Edeltraut Kröger, of the CN Hôpital St-Sacrement, and Clermont E. Dionne, PhD, of the Université Laval, both in Québec, Canada, stressed the need for clinician guidance in this area.

“This new patient-centered guidance can improve shared decision making: clinicians should emphasize the harms associated with vaping or smoking cannabis and, as recommended by other guidelines, suggest products with known compositions such as nabilone or nabiximols, discourage self-medication, and pay particular attention to vulnerable populations. Increased pharmacovigilance of all cannabis use remains a priority, along with an ambitious program of rigorous research on the short- and long-term effectiveness and safety of individual cannabis products for specific types of chronic pain,” they wrote in an accompanying editorial.

According to Kröger and Dionne, some methodological and ethical flaws in the trials used—including follow-up of less than 6 months, small sample sizes, industry funding, and the use of different outcome measures—may limit “the level of certainly in the evidence underpinning Busse and colleagues’ recommendations.”

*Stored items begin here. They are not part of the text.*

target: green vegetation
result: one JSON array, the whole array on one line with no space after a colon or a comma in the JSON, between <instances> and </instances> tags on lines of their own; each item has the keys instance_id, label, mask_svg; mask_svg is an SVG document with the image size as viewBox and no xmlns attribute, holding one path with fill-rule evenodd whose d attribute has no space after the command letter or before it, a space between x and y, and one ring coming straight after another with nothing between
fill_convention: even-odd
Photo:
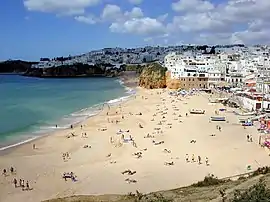
<instances>
[{"instance_id":1,"label":"green vegetation","mask_svg":"<svg viewBox=\"0 0 270 202\"><path fill-rule=\"evenodd\" d=\"M269 202L270 189L266 187L266 183L262 180L247 190L234 192L232 202Z\"/></svg>"},{"instance_id":2,"label":"green vegetation","mask_svg":"<svg viewBox=\"0 0 270 202\"><path fill-rule=\"evenodd\" d=\"M126 71L135 71L138 74L142 73L144 65L125 65Z\"/></svg>"},{"instance_id":3,"label":"green vegetation","mask_svg":"<svg viewBox=\"0 0 270 202\"><path fill-rule=\"evenodd\" d=\"M204 177L203 181L199 181L195 184L193 184L192 186L194 187L206 187L206 186L213 186L213 185L218 185L218 184L222 184L225 183L229 180L222 180L222 179L218 179L217 177L215 177L214 175L207 175Z\"/></svg>"}]
</instances>

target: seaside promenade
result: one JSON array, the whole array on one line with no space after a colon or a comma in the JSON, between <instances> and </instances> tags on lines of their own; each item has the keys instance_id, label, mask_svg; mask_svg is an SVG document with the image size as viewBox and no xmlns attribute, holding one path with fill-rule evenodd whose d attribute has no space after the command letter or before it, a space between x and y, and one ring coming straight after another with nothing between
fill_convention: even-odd
<instances>
[{"instance_id":1,"label":"seaside promenade","mask_svg":"<svg viewBox=\"0 0 270 202\"><path fill-rule=\"evenodd\" d=\"M187 186L208 174L223 178L269 165L256 127L241 126L229 107L219 112L225 122L210 122L224 106L209 104L208 98L205 93L175 97L167 90L138 89L128 101L104 106L82 127L14 148L0 155L0 168L7 169L0 176L0 201L146 193ZM205 114L190 114L191 109ZM32 190L14 188L14 178L29 181Z\"/></svg>"}]
</instances>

  1. An international expert panel issued a weak recommendation to offer a trial of non-inhaled medical cannabis or cannabinoids, in addition to standard care and management (if not sufficient), for people living with chronic cancer or non-cancer pain.

  2. Their recommendation was based on a linked series of four systematic reviews of the current body of evidence for benefits and harms, as well as patient values and preferences, regarding medical cannabis or cannabinoids for chronic pain.

Liz Meszaros, Deputy Managing Editor, BreakingMED™

The Michael G DeGroote Centre for Medicinal Cannabis Research funded the MAGIC Evidence Ecosystem Foundation to support the creation of this Rapid Recommendation. The central operating funding for the Michael G DeGroote Centre for Medicinal Cannabis Research is from a philanthropic gift to the Michael G DeGroote Initiative for Innovation in Healthcare. The centre receives no funding from industry.

Kroger and Dionne reported no disclosures.